On 20 March 2009, it was recorded as the warmest place in the UK, at 18.5 C, which was the station's warmest recorded March temperature and possibly the first time the station had recorded the warmest UK temperature. The station also reported the equal warmest national temperature of 12.3 C, with Tain on 20 January 2020. On 19 June 2020, the station had both the warmest temperature, 22.2 C, and the coldest temperature, 7.6 C, reported anywhere in the United Kingdom on that day. The March 2009 temperature was beaten on 25 March 2017 when the station recorded 19.7 C. Also on 26 May 2017, the station recorded its highest May temperature of 28.0 C, beating the previous 27.4 C recorded on 27 May 2012. On 8 January 2010, the temperature dipped to -22.3 C, the coldest temperature recorded in the UK since 1995. On 3 November 2015 the warmest November temperature of 16.1 C was reached, followed by 15.6 C on 17 December 2015 being the warmest December temperature on record at the weather station. On 25 January 2016, the highest January temperature of 13.9 C was reached, being surpassed on 28 January 2024. On 24 September 2020, Altnaharra reported -5.0 C which was the lowest reported September temperature at this station, as well as being the coldest in the UK since 1997.

Altnaharra has an oceanic climate (Cfb) with short, mild summers and long, cool winters. Precipitation occurs regularly year round.

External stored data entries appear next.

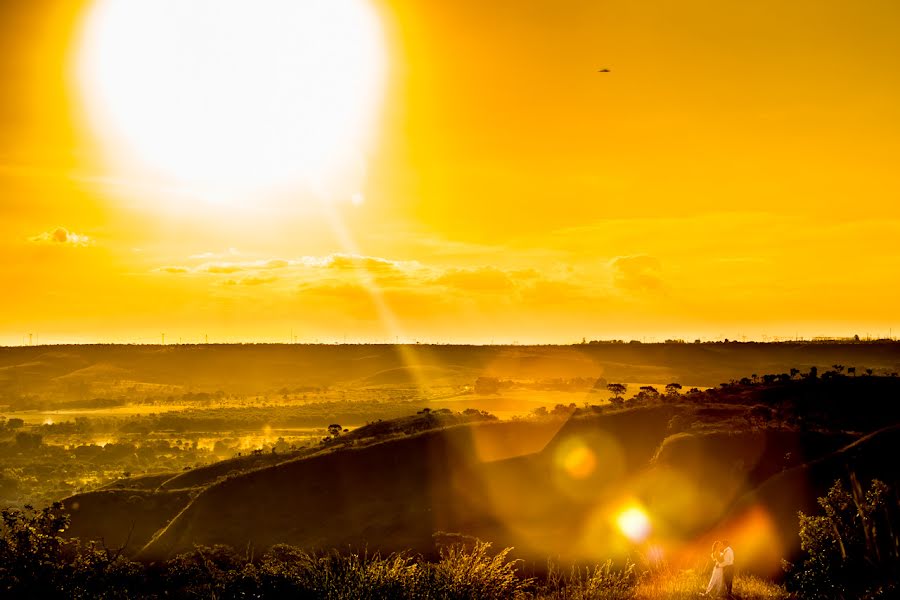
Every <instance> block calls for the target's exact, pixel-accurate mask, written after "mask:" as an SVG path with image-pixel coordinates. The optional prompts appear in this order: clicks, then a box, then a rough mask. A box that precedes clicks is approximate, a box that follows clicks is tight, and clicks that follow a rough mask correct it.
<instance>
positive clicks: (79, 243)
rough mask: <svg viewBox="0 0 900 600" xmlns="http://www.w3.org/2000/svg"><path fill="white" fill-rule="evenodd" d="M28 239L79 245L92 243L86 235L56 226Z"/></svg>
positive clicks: (76, 245)
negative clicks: (54, 227)
mask: <svg viewBox="0 0 900 600" xmlns="http://www.w3.org/2000/svg"><path fill="white" fill-rule="evenodd" d="M28 241H30V242H35V243H38V244H60V245H67V246H79V247H84V246H89V245H91V244H93V243H94V241H93V240H92V239H91V238H89V237H88V236H86V235H82V234H80V233H75V232H74V231H69V230H68V229H66V228H65V227H56V228H55V229H52V230H50V231H45V232H43V233H40V234H38V235H36V236H34V237H31V238H28Z"/></svg>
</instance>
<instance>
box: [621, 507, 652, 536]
mask: <svg viewBox="0 0 900 600" xmlns="http://www.w3.org/2000/svg"><path fill="white" fill-rule="evenodd" d="M616 524H617V525H618V526H619V530H620V531H621V532H622V533H623V534H625V537H627V538H628V539H630V540H631V541H632V542H642V541H644V540H645V539H646V538H647V536H648V535H650V519H649V518H648V517H647V513H646V512H645V511H644V510H643V509H641V508H640V507H638V506H632V507H630V508H627V509H625V510H623V511H622V512H621V513H619V516H618V518H617V519H616Z"/></svg>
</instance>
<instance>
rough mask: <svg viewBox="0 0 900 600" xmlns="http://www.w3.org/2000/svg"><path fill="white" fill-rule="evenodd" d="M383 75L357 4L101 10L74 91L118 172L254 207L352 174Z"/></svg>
mask: <svg viewBox="0 0 900 600" xmlns="http://www.w3.org/2000/svg"><path fill="white" fill-rule="evenodd" d="M384 67H385V49H384V43H383V39H382V32H381V29H380V23H379V20H378V17H377V15H376V13H375V11H374V10H373V9H372V7H371V6H369V4H368V3H367V2H366V0H96V2H95V3H94V5H93V6H92V7H91V8H90V10H89V12H88V13H87V16H86V20H85V24H84V29H83V36H82V38H81V44H80V49H79V53H78V58H77V79H78V84H79V88H80V91H81V96H82V99H83V100H84V106H85V109H86V114H87V117H88V123H89V124H90V126H91V129H92V131H94V132H95V135H97V136H98V137H99V138H100V140H101V141H102V143H103V148H104V150H105V155H107V156H108V157H109V158H110V159H111V160H112V161H114V163H115V164H116V165H117V166H119V167H122V168H125V169H128V170H131V171H134V170H139V171H140V172H142V173H145V174H150V175H152V176H154V177H156V178H158V179H159V180H161V181H163V182H166V183H167V184H171V185H174V186H179V187H183V188H186V189H190V190H194V191H200V193H201V194H203V195H206V196H213V197H215V198H216V199H220V198H244V199H247V198H251V197H252V198H253V199H254V201H256V200H257V199H258V198H259V197H260V196H264V195H265V193H266V192H280V191H284V190H288V189H291V187H292V186H298V185H302V186H306V187H308V188H311V189H314V190H319V191H325V190H326V189H327V187H328V183H329V182H330V181H333V180H339V179H341V178H346V177H348V175H349V176H352V173H354V172H357V171H359V169H360V164H359V163H360V160H361V155H362V153H363V150H364V149H365V145H366V144H367V142H368V141H369V139H370V138H371V137H372V130H373V128H374V127H373V121H374V117H375V113H376V110H377V108H378V105H379V100H380V95H381V87H382V78H383V75H384ZM352 191H355V190H350V192H352ZM348 197H349V196H348Z"/></svg>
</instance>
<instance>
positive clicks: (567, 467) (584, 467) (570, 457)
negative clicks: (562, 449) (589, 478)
mask: <svg viewBox="0 0 900 600" xmlns="http://www.w3.org/2000/svg"><path fill="white" fill-rule="evenodd" d="M560 458H561V463H562V468H563V470H564V471H565V472H566V473H567V474H568V475H569V476H570V477H572V478H574V479H585V478H587V477H590V476H591V474H593V472H594V469H596V468H597V457H596V455H595V454H594V451H593V450H591V449H590V448H589V447H588V446H586V445H584V444H574V445H572V446H570V447H569V448H567V449H566V451H565V452H563V453H562V454H561V456H560Z"/></svg>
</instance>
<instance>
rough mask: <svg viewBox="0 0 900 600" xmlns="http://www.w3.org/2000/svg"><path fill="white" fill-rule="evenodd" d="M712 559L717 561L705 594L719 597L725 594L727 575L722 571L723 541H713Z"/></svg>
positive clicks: (706, 587) (706, 595)
mask: <svg viewBox="0 0 900 600" xmlns="http://www.w3.org/2000/svg"><path fill="white" fill-rule="evenodd" d="M712 559H713V562H714V563H715V566H714V567H713V574H712V576H711V577H710V578H709V583H708V584H707V586H706V591H705V592H704V593H703V595H704V596H708V597H710V598H717V597H719V596H724V595H725V577H724V576H723V572H722V564H721V563H722V542H719V541H716V542H713V551H712Z"/></svg>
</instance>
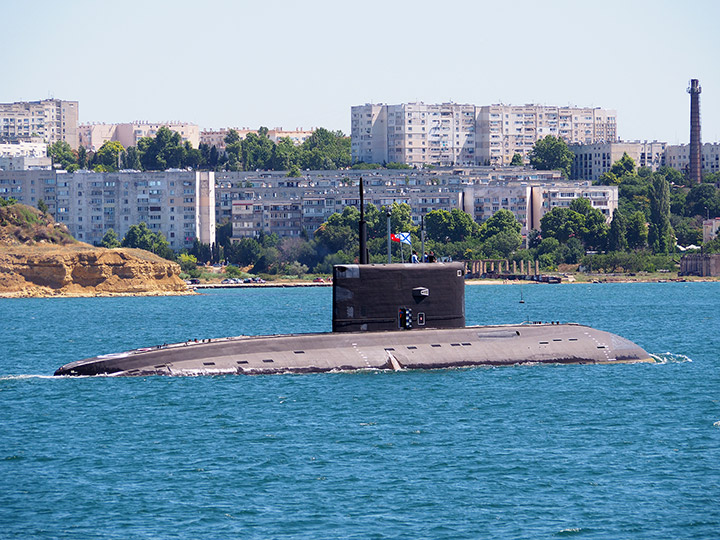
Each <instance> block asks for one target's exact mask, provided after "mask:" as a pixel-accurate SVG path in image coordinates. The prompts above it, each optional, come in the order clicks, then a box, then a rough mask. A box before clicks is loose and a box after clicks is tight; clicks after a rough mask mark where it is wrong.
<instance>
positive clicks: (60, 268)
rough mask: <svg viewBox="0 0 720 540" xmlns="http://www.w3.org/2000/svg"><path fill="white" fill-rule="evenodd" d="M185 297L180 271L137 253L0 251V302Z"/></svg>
mask: <svg viewBox="0 0 720 540" xmlns="http://www.w3.org/2000/svg"><path fill="white" fill-rule="evenodd" d="M184 293H187V287H186V285H185V282H184V281H183V280H181V279H180V267H179V266H178V265H177V264H175V263H173V262H170V261H168V260H165V259H162V258H161V257H158V256H156V255H154V254H152V253H149V252H147V251H142V250H139V249H128V248H118V249H105V248H95V247H92V246H89V245H87V244H81V243H78V244H73V245H69V246H53V245H33V246H7V247H0V296H1V297H27V296H112V295H164V294H184Z"/></svg>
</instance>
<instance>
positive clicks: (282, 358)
mask: <svg viewBox="0 0 720 540" xmlns="http://www.w3.org/2000/svg"><path fill="white" fill-rule="evenodd" d="M651 361H652V359H651V358H650V355H649V354H648V353H647V352H646V351H644V350H643V349H642V348H640V347H638V346H637V345H636V344H634V343H633V342H631V341H629V340H627V339H625V338H622V337H620V336H617V335H615V334H611V333H608V332H603V331H601V330H595V329H593V328H590V327H587V326H582V325H578V324H523V325H501V326H469V327H464V328H450V329H425V330H423V331H421V332H412V331H411V332H408V331H403V330H398V331H386V332H357V333H349V332H346V333H327V334H297V335H296V334H291V335H276V336H254V337H234V338H224V339H218V340H212V341H209V342H207V341H206V342H200V343H195V342H191V343H177V344H172V345H165V346H162V347H157V348H148V349H138V350H134V351H129V352H125V353H119V354H111V355H105V356H98V357H95V358H90V359H87V360H80V361H77V362H72V363H70V364H66V365H64V366H62V367H61V368H59V369H58V370H57V371H56V372H55V375H74V376H83V375H85V376H88V375H113V376H146V375H172V376H195V375H224V374H241V375H242V374H245V375H259V374H273V373H318V372H327V371H337V370H340V371H345V370H347V371H350V370H361V369H395V370H398V369H440V368H455V367H468V366H505V365H513V364H524V363H558V364H609V363H629V362H651Z"/></svg>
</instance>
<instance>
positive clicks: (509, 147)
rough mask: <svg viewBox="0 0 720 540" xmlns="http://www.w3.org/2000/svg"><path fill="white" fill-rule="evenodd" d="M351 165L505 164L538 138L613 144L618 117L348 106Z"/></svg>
mask: <svg viewBox="0 0 720 540" xmlns="http://www.w3.org/2000/svg"><path fill="white" fill-rule="evenodd" d="M350 114H351V137H352V143H351V148H352V158H353V161H354V162H360V161H362V162H366V163H383V162H392V161H396V162H400V163H407V164H409V165H413V166H422V165H426V164H432V165H440V166H472V165H495V166H497V165H500V166H502V165H509V164H510V162H511V160H512V157H513V155H514V154H516V153H517V154H520V155H521V156H523V158H526V157H527V155H528V154H529V153H530V151H531V150H532V147H533V145H534V144H535V142H537V141H538V140H539V139H541V138H543V137H545V136H547V135H553V136H556V137H561V138H563V139H564V140H565V141H566V142H567V143H583V144H590V143H595V142H600V141H603V142H608V141H616V140H617V114H616V112H615V111H612V110H606V109H600V108H578V107H549V106H543V105H522V106H512V105H502V104H500V105H489V106H476V105H469V104H457V103H443V104H425V103H403V104H400V105H385V104H381V103H378V104H372V103H369V104H366V105H359V106H354V107H351V112H350Z"/></svg>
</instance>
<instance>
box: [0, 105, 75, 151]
mask: <svg viewBox="0 0 720 540" xmlns="http://www.w3.org/2000/svg"><path fill="white" fill-rule="evenodd" d="M34 136H35V137H40V138H41V139H42V140H43V141H45V142H46V143H47V144H53V143H55V142H58V141H65V142H67V143H68V144H69V145H70V147H71V148H73V149H74V150H77V148H78V143H79V139H78V102H77V101H63V100H61V99H45V100H42V101H20V102H16V103H0V139H10V140H13V139H28V138H31V137H34Z"/></svg>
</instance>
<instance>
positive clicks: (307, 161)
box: [48, 126, 351, 176]
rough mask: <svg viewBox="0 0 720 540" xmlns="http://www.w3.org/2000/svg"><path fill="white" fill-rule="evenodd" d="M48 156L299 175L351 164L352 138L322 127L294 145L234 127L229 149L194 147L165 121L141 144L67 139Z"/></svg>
mask: <svg viewBox="0 0 720 540" xmlns="http://www.w3.org/2000/svg"><path fill="white" fill-rule="evenodd" d="M48 156H50V157H51V158H52V160H53V163H54V164H57V165H59V166H60V167H61V168H63V169H65V170H67V171H69V172H74V171H76V170H78V169H90V170H93V171H96V172H114V171H117V170H120V169H134V170H139V171H164V170H167V169H186V168H189V169H194V170H214V171H222V170H226V171H254V170H256V169H261V170H275V171H289V173H288V174H289V175H290V176H300V171H301V170H302V169H313V170H327V169H338V168H342V167H348V166H349V165H350V164H351V157H350V138H349V137H346V136H345V135H344V134H343V133H342V132H341V131H329V130H327V129H325V128H319V129H317V130H315V131H314V132H313V134H312V135H311V136H310V137H308V138H307V139H306V140H305V141H304V142H303V143H302V144H300V145H295V144H294V143H293V141H292V140H291V139H290V138H288V137H284V138H281V139H280V140H279V141H278V142H277V143H275V142H274V141H272V140H270V138H269V137H268V129H267V128H265V127H261V128H260V129H259V130H258V133H257V134H255V133H249V134H248V135H247V136H246V137H245V138H244V139H241V138H240V135H239V133H238V132H237V131H236V130H233V129H231V130H230V131H229V132H228V134H227V135H226V136H225V150H219V149H218V148H217V147H216V146H215V145H212V146H211V145H208V144H206V143H200V145H199V147H198V148H193V146H192V144H191V143H190V142H189V141H184V142H183V141H182V138H181V137H180V134H179V133H176V132H174V131H171V130H170V129H168V128H167V127H165V126H163V127H161V128H160V129H158V131H157V133H156V134H155V137H143V138H141V139H140V140H138V143H137V146H129V147H128V148H124V147H123V146H122V144H120V143H119V142H118V141H107V142H105V143H104V144H103V145H102V146H101V147H100V148H99V149H98V150H97V151H96V152H91V151H89V150H87V149H86V148H84V147H83V146H80V148H78V150H77V151H75V150H73V149H72V148H70V145H69V144H68V143H66V142H64V141H58V142H55V143H53V144H51V145H50V146H49V147H48Z"/></svg>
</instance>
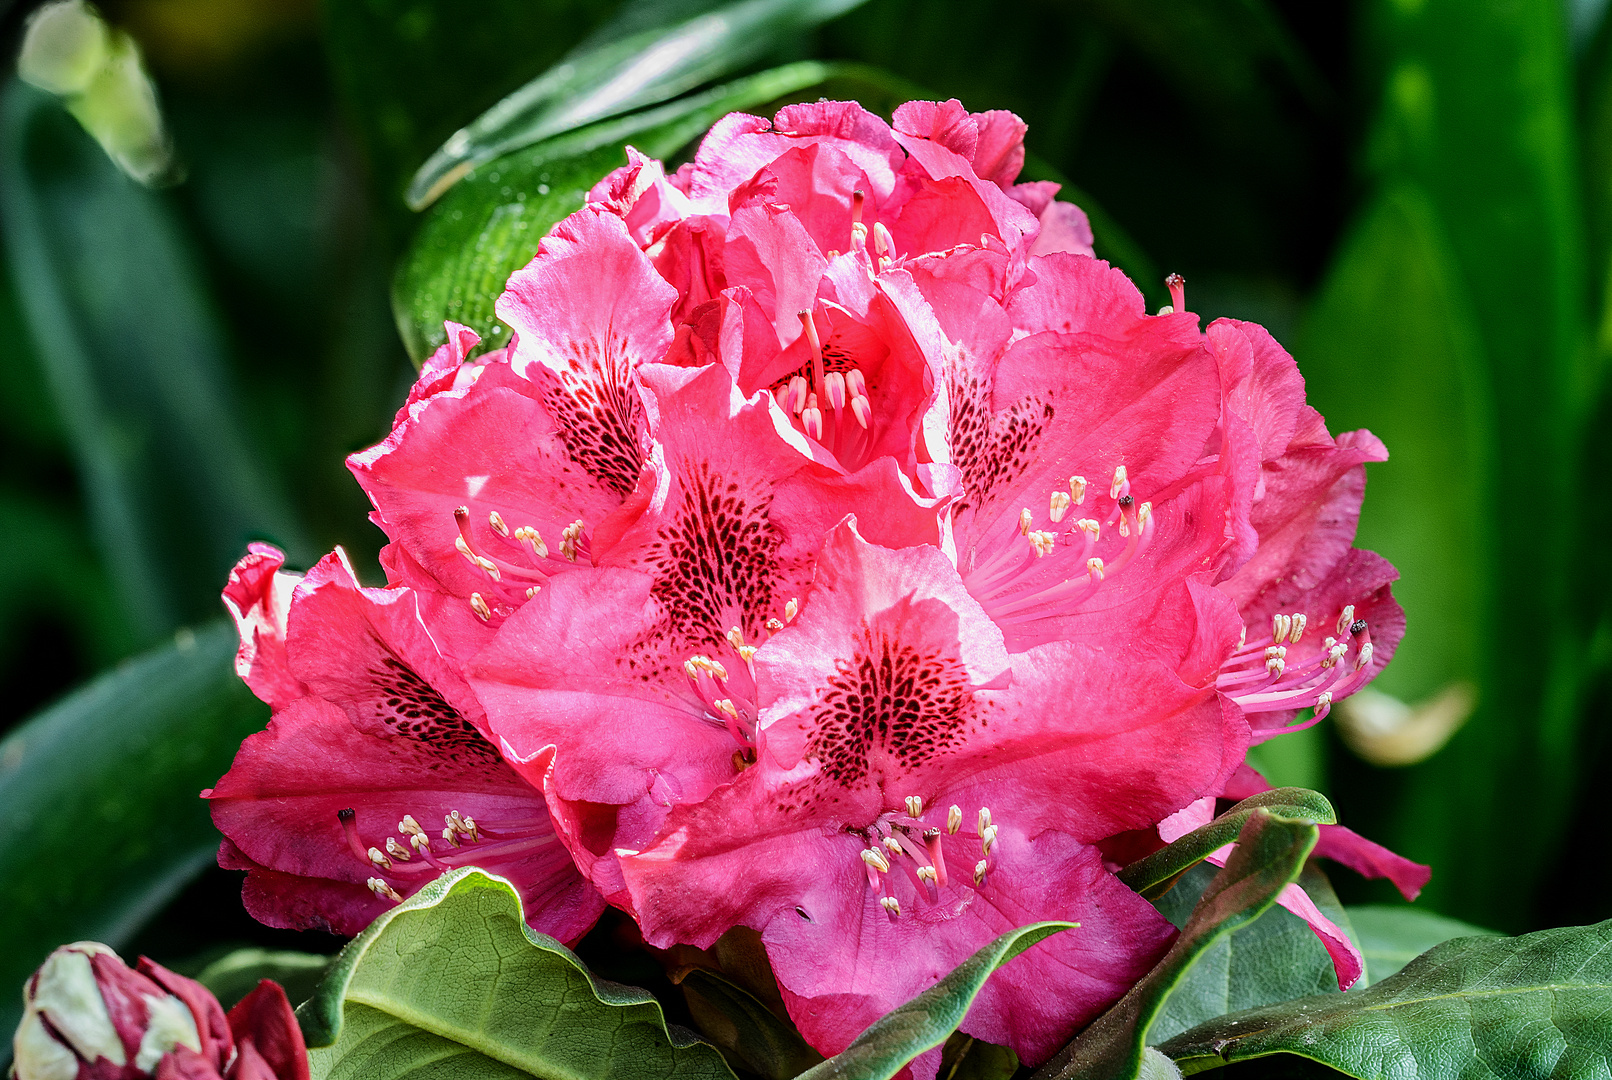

Climate data for Altnaharra (81 m or 266 ft asl, averages 1991–2020)
| Month | Jan | Feb | Mar | Apr | May | Jun | Jul | Aug | Sep | Oct | Nov | Dec | Year |
| Record high °C (°F) | 16.8 (62.2) | 13.6 (56.5) | 19.7 (67.5) | 24.5 (76.1) | 28.0 (82.4) | 28.4 (83.1) | 30.1 (86.2) | 29.2 (84.6) | 25.3 (77.5) | 21.7 (71.1) | 16.1 (61.0) | 15.6 (60.1) | 30.1 (86.2) |
| Mean daily maximum °C (°F) | 6.5 (43.7) | 7.0 (44.6) | 8.6 (47.5) | 11.4 (52.5) | 14.3 (57.7) | 16.2 (61.2) | 18.0 (64.4) | 17.8 (64.0) | 15.9 (60.6) | 12.3 (54.1) | 8.9 (48.0) | 6.5 (43.7) | 12.0 (53.6) |
| Daily mean °C (°F) | 3.1 (37.6) | 3.3 (37.9) | 4.7 (40.5) | 6.9 (44.4) | 9.2 (48.6) | 11.8 (53.2) | 13.8 (56.8) | 13.6 (56.5) | 11.6 (52.9) | 8.5 (47.3) | 5.3 (41.5) | 2.9 (37.2) | 7.9 (46.2) |
| Mean daily minimum °C (°F) | −0.3 (31.5) | −0.5 (31.1) | 0.8 (33.4) | 2.4 (36.3) | 4.2 (39.6) | 7.4 (45.3) | 9.6 (49.3) | 9.3 (48.7) | 7.3 (45.1) | 4.7 (40.5) | 1.8 (35.2) | −0.6 (30.9) | 3.9 (39.0) |
| Record low °C (°F) | −22.3 (−8.1) | −25.0 (−13.0) | −21.7 (−7.1) | −10.0 (14.0) | −6.4 (20.5) | −3.1 (26.4) | −1.0 (30.2) | −2.0 (28.4) | −5.0 (23.0) | −9.7 (14.5) | −22.1 (−7.8) | −27.2 (−17.0) | −27.2 (−17.0) |
| Average precipitation mm (inches) | 139.9 (5.51) | 110.8 (4.36) | 99.1 (3.90) | 76.4 (3.01) | 71.7 (2.82) | 63.0 (2.48) | 62.4 (2.46) | 75.1 (2.96) | 92.3 (3.63) | 130.9 (5.15) | 128.9 (5.07) | 136.1 (5.36) | 1,186.4 (46.71) |
| Average precipitation days (≥ 1.0 mm) | 19.8 | 17.9 | 17.8 | 15.1 | 13.9 | 13.0 | 13.0 | 14.2 | 14.9 | 18.8 | 19.0 | 19.3 | 196.6 |
| Mean monthly sunshine hours | 28.8 | 61.1 | 107.5 | 132.3 | 171.9 | 128.4 | 128.6 | 122.3 | 101.7 | 71.5 | 37.9 | 20.3 | 1,112.2 |
Source 1: Met Office
Source 2: En.tutiempo

==Notable people==
- Linda Norgrove (1974–2010), kidnapped by the Taliban in Afghanistan, and killed by a US grenade during a rescue effort, was born in Altnaharra.